In a previous post we looked at the three basic phases of a business lawsuit in Florida. We are now starting to examine them in further detail. The second phase is the discovery phase in which the parties try to verify what they think they know and learn information of which they were unaware. They do this with the other party or parties in the lawsuit and with parties outside the lawsuit known as third-parties.
The Rules of Procedure that govern civil lawsuits in Florida provide the parties with ways to obtain documents and information in their discovery efforts and, along with past cases or precedent that have interpreted those Rules, place certain limits on those. Those options include depositions, which are essentially question and answer sessions under oath conducted by a lawyer and recorded by a stenographer also called a court reporter that the party taking the deposition hires and pays. Unlike some of the other discovery options available, a party can use a deposition to obtain or clarify information and to even obtain documents from another party in the lawsuit or from a third-party.

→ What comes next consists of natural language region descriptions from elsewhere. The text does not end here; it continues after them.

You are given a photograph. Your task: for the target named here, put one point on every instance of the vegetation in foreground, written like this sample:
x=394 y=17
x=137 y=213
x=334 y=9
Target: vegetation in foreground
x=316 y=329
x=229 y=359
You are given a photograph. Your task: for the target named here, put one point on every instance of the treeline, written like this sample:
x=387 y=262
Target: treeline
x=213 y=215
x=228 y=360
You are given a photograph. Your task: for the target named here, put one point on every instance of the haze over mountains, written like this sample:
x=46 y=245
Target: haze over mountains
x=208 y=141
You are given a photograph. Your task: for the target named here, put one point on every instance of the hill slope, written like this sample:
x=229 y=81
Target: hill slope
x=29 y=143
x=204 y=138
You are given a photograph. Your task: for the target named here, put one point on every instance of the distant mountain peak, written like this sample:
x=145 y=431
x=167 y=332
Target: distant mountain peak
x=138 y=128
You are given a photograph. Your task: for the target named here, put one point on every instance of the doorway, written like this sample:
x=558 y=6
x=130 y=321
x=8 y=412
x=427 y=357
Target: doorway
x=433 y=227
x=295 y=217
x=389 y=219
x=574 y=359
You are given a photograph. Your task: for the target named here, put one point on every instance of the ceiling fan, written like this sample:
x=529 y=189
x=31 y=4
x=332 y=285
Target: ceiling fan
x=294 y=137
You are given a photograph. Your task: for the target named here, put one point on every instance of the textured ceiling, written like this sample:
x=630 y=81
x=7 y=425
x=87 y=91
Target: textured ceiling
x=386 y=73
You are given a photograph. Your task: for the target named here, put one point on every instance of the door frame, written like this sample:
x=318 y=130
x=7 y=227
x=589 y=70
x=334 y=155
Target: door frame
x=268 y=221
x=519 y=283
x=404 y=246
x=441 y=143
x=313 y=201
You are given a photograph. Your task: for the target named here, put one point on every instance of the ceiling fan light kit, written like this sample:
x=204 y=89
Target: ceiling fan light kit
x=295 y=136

Depositions can also be videotaped in addition to the court reporter and like the court reporter, the party taking the deposition hires and pays for that in most cases. Depositions are coordinated between the parties unless a Judge orders them and prescribes the time and location for them. Ordinarily however, because lawyers are required to conduct themselves in a professional manner, this is all coordinated very easily between the parties without the need or expense of involving the Judge. The website of the Law Office of David Steinfeld contains several articles on depositions and what to do and what not to do in them, but the best preparation is a frank and direct discussion with your counsel before the deposition. There are also some examples on YouTube now of depositions that have gone horribly wrong that make for interesting viewing.